Chernobyl exclusion zone
http://en.wikipedia.org/wiki/Chernobyl_Exclusion_Zone
The Chernobyl Nuclear Power Plant Zone of Alienation (Ukrainian: Зона відчуження Чорнобильської АЕС, zona vidchuzhennya Chornobyl's'koyi AES) is the officially designated exclusion area around the site of the Chernobyl nuclear reactor disaster.[4].4-5
.49f.3 It is commonly known as the Chernobyl Exclusion Zone and also as the 30 Kilometer Zone or simply The Zone[4]
.2-5 (Ukrainian: Чорнобильська зона, Chornobyl's'ka zona).

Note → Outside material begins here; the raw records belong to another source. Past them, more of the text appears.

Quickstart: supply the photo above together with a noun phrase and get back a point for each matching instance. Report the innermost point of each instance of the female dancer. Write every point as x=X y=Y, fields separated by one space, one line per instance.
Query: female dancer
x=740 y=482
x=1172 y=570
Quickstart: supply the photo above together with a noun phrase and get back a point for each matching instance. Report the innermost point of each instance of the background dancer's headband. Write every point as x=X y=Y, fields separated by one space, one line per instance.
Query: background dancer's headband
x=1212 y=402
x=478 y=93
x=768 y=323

Established soon after the disaster in 1986 by the USSR military it initially existed as an area of 30 kilometer radius from the Chernobyl Nuclear Power Plant designated for evacuation and placed under military control.[5][6] Its borders have since been altered, covering a larger area of the territory of Ukraine. The Chernobyl Exclusion Zone refers to the area within Ukraine which borders a separately administered area, the Polesie state radiation and ecological reserve, to the north in Belarus. The Chernobyl Exclusion Zone is managed by an agency of the State Emergency Service of Ukraine whilst the power plant itself and its sarcophagus (and replacement) are administered separately.
The Exclusion Zone covers an area of approximately 2,600 km2[7] in Ukraine immediately surrounding the Chernobyl nuclear power plant where radioactive contamination from fallout is highest and public access and inhabitation are restricted. Other areas of compulsory resettlement and voluntary relocation which are not part of the restricted exclusion zone exist in the surrounding areas and throughout Ukraine.[8]

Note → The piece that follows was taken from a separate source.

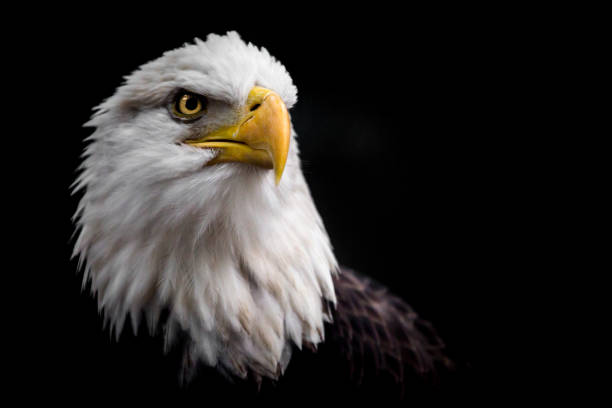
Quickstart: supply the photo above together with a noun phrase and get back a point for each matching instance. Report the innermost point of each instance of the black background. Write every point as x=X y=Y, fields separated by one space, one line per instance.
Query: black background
x=408 y=130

The purpose of the Exclusion Zone is to restrict access to hazardous areas, reduce the spread of radiological contamination and conduct radiological and ecological monitoring activities.[9] Today, the Exclusion Zone is one of the most radioactively contaminated areas in the world and draws significant scientific interest due to the high levels of radiation exposure in the environment, as well as increasing interest from tourists.[10]